History

The Concertgebouw in 1887

The beginning

The date is 15 September 1881. Six illustrious Amsterdam citizens come together to breathe life into the ‘Provisional Committee to build a concert hall’. The Park Hall theatre in the Plantage area was about to be demolished, the Felix Meritis building was too small, and Amsterdam’s Crystal Palace was uncomfortable and notorious for its poor acoustics. A few months earlier, the weekly paper De Amsterdammer denounced the sad state of the capital city’s music scene. 'While the leaders of all self-respecting cities abroad have made sure their cities are graced with good concert halls, our government has declared that these ill-fated ‘arts’ are not its responsibility,’ the paper reported.

Construction commences

To determine a suitable location, the committee turns to Pierre Cuypers, the architect of the Rijksmuseum which was being built at that time. He helps negotiate the purchase of a plot of land near the new museum, just outside the city limits, in the middle of the Nieuwer-Amstel fields. On 7 March 1882, plans were completed for a public limited company with a capital sum of 400,000 guilders, for which shares could be purchased for 1000 guilders. On 8 July 1882, the company N.V. Het Concertgebouw was officially founded, even though only 250,000 guilders in shares had been sold.

Dolf van Gendt

There was no requirement for a particular building style, as long as the end result would fit on an area of 130 x 55 metres, be constructed for a budget of 300,000 guilders, and provide space for around 2000 concertgoers.

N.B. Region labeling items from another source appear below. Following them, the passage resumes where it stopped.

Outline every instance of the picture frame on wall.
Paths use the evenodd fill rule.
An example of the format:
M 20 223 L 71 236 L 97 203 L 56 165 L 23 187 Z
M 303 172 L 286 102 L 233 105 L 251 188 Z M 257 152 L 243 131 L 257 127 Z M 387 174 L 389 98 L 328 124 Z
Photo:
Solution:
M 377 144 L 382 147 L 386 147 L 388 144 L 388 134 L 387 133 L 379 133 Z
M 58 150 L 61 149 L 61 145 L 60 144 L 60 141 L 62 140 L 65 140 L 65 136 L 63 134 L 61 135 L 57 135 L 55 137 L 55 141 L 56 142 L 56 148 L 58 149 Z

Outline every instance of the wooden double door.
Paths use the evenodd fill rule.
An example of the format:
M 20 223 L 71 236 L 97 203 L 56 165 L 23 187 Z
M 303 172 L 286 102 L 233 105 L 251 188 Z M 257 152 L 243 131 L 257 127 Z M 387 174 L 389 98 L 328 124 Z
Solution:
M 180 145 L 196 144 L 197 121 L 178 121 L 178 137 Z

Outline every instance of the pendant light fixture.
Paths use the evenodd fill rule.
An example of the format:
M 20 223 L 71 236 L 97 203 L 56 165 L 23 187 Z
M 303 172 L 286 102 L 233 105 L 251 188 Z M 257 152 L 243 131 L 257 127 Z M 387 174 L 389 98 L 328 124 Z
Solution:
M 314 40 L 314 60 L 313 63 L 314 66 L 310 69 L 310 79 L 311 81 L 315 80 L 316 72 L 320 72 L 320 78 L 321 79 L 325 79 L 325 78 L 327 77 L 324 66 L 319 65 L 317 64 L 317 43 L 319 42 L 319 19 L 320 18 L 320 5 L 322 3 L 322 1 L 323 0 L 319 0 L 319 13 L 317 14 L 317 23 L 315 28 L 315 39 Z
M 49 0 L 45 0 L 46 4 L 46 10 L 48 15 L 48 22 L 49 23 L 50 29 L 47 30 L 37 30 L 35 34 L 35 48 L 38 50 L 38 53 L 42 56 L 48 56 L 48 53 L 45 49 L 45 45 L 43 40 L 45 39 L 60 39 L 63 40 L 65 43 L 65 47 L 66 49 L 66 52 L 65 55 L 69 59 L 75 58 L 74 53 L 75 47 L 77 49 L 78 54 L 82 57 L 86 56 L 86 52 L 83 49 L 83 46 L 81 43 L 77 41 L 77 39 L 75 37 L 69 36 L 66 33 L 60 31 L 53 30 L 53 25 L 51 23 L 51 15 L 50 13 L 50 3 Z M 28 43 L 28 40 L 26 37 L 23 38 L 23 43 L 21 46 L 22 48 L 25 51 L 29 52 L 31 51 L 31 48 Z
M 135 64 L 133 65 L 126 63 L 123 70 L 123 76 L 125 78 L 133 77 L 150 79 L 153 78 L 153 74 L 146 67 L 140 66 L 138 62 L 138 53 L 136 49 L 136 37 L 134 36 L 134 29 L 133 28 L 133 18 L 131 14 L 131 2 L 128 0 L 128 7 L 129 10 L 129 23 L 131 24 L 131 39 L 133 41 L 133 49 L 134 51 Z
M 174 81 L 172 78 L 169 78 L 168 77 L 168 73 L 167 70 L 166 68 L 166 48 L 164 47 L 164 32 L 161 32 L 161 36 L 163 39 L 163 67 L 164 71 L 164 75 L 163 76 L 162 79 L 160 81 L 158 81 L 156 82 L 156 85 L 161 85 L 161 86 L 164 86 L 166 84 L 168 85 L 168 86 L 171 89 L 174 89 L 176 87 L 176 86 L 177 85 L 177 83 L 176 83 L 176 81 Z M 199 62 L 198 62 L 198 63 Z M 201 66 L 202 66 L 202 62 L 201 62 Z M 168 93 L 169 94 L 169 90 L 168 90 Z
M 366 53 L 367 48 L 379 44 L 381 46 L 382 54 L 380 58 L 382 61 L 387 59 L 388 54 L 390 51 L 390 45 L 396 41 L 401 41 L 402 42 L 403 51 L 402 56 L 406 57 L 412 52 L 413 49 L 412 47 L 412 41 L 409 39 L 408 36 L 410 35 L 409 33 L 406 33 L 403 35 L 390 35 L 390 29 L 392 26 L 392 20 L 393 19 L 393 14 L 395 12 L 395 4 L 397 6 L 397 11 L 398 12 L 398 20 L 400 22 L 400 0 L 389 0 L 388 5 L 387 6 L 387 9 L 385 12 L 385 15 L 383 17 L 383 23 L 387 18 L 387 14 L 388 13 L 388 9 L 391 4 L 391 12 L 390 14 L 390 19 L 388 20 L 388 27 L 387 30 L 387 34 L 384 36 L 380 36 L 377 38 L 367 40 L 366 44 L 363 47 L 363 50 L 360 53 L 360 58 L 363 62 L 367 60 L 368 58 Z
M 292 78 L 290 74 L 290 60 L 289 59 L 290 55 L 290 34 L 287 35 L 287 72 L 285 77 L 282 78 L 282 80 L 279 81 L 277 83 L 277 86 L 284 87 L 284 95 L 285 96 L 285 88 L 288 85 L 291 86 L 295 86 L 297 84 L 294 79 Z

After some bickering, a design was chosen – albeit a scaled-down version – from Amsterdam’s most frequently patronised architect, Adolf Leonard (Dolf) van Gendt, the creator of many famous buildings, including the Hollandsche Manege, Frascati, De IJsbreker and the Gallery of the Crystal Palace.

Grand opening

The Concertgebouw was completed in late 1886. However, due to a lack of confidence on the part of the funders as well as the necessary difficulties with the municipality of Nieuwer-Amstel (for example, with respect to filling in a small canal, paving the access roads and installing street lights), the grand opening of the long-awaited building was only celebrated on Wednesday 11 April 1888.